Prediabetes, Diabetes Affects More than 100 Million Americans


The National Diabetes Statistics Report found that 1 in 4 patients are unaware they have diabetes.

The CDC recently released the National Diabetes Statistics Report, which indicated more than 100 million adults in the United States are living with diabetes or prediabetes.

The investigators reported that in 2015, 30.3 million Americans—9.4% of the US population—had diabetes, while 84.1 million had prediabetes.

While new diagnoses are at a steady pace, diabetes is a public health concern representing the seventh leading cause of death in 2015, according to the study. Additionally, the report shows that some areas of the country have a higher incidence of diabetes.

“Although these findings reveal some progress in diabetes management and prevention, there are still too many Americans with diabetes and prediabetes,” said CDC Director Brenda Fitzgerald, MD. “More than a third of US adults have prediabetes, and the majority don’t know it. Now, more than ever, we must step up our efforts to reduce the burden of this serious disease.”

Diabetes can typically be managed through exercise, diet, and medications to control blood glucose levels. Without these strategies, patients may be at an increased risk of premature death, vision loss, heart disease, stroke, kidney failure, and amputation, according to the CDC.

The National Diabetes Statistics Report provides important information regarding disease prevalence, prediabetes, complication risks, complications, mortality, and costs.

The CDC estimates that nearly 1 in 4 adults living with diabetes were unaware of their condition, while only 11.6% of patients with prediabetes knew their diagnosis, according to the report.

The report also showed that diagnoses increases with age. While only 4% of adults aged 18 to 44 years had diabetes, 25% of adults age 65 and older had the condition.

Rates of diabetes diagnoses were the highest among American Indians/Alaska Natives at 15.1%, non-Hispanic blacks at 12.7%, and Hispanics at 12.1% compared with Asians at 8% and non-Hispanic whites at 7.4%, according to the study.

The authors noted that diabetes prevalence was most common among adults with less than a high school education (12.6%) compared with adults who have more than a high school education (7.2%).

While diabetes prevalence was observed to be similar among men and women across racial/ethnic groups and education levels, more men had prediabetes compared with women, the CDC reported.

To address the findings and reduce the impact of prediabetes and type 2 diabetes, the CDC launched the National Diabetes Prevention Program. The initiative is a behavioral change program aimed to improve eating habits and physical activity levels to reduce the risk of diabetes, according to the CDC.

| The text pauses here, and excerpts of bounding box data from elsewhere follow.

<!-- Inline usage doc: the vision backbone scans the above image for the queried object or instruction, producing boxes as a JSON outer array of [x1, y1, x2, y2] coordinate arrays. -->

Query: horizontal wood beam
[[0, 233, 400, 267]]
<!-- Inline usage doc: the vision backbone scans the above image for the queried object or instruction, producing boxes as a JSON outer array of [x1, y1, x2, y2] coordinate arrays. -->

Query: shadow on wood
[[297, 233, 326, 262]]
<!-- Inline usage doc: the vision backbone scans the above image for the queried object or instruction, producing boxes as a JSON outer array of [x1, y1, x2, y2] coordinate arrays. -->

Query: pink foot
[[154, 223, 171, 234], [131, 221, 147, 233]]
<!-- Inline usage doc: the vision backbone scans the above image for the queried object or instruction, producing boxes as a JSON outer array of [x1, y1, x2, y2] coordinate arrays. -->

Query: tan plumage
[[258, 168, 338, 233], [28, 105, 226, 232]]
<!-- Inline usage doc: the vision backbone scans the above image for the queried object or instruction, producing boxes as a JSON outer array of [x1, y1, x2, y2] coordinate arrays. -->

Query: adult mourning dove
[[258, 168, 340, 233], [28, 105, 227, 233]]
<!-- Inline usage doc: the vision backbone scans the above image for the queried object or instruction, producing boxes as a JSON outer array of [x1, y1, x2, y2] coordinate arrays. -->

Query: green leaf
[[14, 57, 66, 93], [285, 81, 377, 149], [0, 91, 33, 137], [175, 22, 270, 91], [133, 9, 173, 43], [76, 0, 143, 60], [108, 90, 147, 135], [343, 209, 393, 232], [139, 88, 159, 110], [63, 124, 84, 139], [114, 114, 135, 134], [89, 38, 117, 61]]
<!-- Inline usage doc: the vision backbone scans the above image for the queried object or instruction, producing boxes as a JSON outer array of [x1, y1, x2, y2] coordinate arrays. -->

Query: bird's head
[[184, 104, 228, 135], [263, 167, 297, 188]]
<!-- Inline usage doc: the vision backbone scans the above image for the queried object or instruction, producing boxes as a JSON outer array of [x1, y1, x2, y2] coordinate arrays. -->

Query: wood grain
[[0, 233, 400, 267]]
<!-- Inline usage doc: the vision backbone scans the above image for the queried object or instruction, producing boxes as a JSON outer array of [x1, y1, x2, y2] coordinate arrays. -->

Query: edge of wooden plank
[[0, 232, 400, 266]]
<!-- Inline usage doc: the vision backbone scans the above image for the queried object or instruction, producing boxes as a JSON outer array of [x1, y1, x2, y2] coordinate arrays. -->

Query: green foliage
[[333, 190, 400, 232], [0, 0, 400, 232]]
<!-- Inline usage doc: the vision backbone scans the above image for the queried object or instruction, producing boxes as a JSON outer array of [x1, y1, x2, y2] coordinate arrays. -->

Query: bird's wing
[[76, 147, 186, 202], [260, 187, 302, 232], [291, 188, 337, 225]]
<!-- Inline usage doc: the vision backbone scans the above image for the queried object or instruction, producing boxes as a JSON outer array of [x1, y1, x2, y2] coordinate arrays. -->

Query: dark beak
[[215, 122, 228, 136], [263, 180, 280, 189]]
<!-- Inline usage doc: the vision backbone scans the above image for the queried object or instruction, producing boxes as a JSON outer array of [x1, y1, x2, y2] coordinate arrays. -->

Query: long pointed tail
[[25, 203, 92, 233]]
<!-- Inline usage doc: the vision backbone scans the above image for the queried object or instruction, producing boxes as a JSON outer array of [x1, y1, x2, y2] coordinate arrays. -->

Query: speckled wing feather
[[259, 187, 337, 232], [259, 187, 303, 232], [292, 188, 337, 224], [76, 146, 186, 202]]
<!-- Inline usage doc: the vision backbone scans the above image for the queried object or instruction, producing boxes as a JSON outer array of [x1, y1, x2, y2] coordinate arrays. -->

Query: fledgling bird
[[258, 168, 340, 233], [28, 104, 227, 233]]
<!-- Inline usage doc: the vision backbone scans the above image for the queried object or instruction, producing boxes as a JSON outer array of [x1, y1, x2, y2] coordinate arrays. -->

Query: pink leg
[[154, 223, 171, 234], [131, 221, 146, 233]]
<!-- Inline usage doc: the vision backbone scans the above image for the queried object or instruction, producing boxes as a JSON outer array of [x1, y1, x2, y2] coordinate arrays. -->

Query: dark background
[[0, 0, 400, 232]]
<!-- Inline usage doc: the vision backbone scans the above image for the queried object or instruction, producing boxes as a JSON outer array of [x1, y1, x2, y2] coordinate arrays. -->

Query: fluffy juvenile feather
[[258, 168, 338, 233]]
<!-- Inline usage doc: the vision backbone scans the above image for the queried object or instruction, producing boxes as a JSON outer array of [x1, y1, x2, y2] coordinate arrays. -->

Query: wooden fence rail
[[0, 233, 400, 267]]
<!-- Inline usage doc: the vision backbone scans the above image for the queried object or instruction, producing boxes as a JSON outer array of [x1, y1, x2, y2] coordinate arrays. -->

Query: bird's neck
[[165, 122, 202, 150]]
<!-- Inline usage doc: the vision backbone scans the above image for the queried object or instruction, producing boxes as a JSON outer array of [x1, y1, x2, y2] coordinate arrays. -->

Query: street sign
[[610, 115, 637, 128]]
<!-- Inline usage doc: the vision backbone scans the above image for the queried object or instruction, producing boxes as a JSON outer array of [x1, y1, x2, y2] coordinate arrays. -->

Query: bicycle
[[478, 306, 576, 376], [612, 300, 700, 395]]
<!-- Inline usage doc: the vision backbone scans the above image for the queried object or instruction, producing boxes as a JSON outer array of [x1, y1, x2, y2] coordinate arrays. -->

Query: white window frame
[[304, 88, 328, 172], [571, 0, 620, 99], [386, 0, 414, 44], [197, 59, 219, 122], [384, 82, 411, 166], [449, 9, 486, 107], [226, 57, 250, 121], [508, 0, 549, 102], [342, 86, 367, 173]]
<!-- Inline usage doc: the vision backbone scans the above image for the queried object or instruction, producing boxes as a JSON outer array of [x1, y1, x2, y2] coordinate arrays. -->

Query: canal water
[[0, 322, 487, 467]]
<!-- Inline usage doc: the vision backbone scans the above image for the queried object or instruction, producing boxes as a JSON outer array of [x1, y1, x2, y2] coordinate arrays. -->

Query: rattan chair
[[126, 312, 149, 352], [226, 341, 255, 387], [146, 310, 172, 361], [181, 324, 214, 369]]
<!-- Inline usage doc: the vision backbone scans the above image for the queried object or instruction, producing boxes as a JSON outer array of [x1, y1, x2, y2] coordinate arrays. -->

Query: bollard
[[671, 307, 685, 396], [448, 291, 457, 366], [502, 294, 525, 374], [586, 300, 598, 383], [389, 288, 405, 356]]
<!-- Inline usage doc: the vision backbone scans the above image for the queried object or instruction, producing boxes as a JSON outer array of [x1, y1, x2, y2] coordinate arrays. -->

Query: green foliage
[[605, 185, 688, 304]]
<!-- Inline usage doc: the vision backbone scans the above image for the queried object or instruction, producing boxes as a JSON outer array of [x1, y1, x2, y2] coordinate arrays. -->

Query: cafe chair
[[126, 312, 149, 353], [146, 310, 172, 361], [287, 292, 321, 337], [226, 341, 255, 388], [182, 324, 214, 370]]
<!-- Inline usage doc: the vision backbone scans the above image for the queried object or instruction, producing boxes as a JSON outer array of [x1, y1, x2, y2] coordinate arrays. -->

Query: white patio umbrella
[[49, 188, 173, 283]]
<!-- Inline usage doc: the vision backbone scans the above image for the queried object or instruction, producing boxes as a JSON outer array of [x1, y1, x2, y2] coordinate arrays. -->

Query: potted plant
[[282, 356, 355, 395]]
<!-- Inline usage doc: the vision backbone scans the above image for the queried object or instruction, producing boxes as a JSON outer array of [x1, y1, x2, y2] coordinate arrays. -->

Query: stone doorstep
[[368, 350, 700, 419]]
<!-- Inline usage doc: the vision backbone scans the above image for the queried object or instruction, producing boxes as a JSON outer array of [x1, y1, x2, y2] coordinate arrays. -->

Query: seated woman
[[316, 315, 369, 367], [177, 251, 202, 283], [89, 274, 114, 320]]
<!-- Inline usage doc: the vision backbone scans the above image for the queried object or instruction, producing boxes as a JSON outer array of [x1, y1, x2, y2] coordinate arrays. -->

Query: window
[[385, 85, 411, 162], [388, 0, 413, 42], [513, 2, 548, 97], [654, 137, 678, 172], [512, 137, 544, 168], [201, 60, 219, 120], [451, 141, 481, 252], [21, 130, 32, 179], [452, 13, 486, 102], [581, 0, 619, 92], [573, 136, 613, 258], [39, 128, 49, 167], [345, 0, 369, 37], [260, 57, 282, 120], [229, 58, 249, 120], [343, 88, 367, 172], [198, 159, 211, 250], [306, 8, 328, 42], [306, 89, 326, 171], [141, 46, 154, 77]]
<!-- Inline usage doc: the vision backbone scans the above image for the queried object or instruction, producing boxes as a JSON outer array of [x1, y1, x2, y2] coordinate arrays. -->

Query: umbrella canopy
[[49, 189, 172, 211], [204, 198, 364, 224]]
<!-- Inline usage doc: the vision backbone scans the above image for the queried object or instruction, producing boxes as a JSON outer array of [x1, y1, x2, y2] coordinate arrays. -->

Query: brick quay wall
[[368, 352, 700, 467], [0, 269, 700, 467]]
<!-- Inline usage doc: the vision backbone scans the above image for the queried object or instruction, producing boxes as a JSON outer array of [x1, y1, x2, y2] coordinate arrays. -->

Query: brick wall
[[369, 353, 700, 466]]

“Consistent with previous trends, our research shows that diabetes cases are still increasing, although not as quickly as in previous years,” said Ann Albright, PhD, RD, director of CDC’s Division of Diabetes Translation. “Diabetes is a contributing factor to so many other serious health conditions. By addressing diabetes, we limit other health problems such as heart disease, stroke, nerve and kidney diseases, and vision loss.”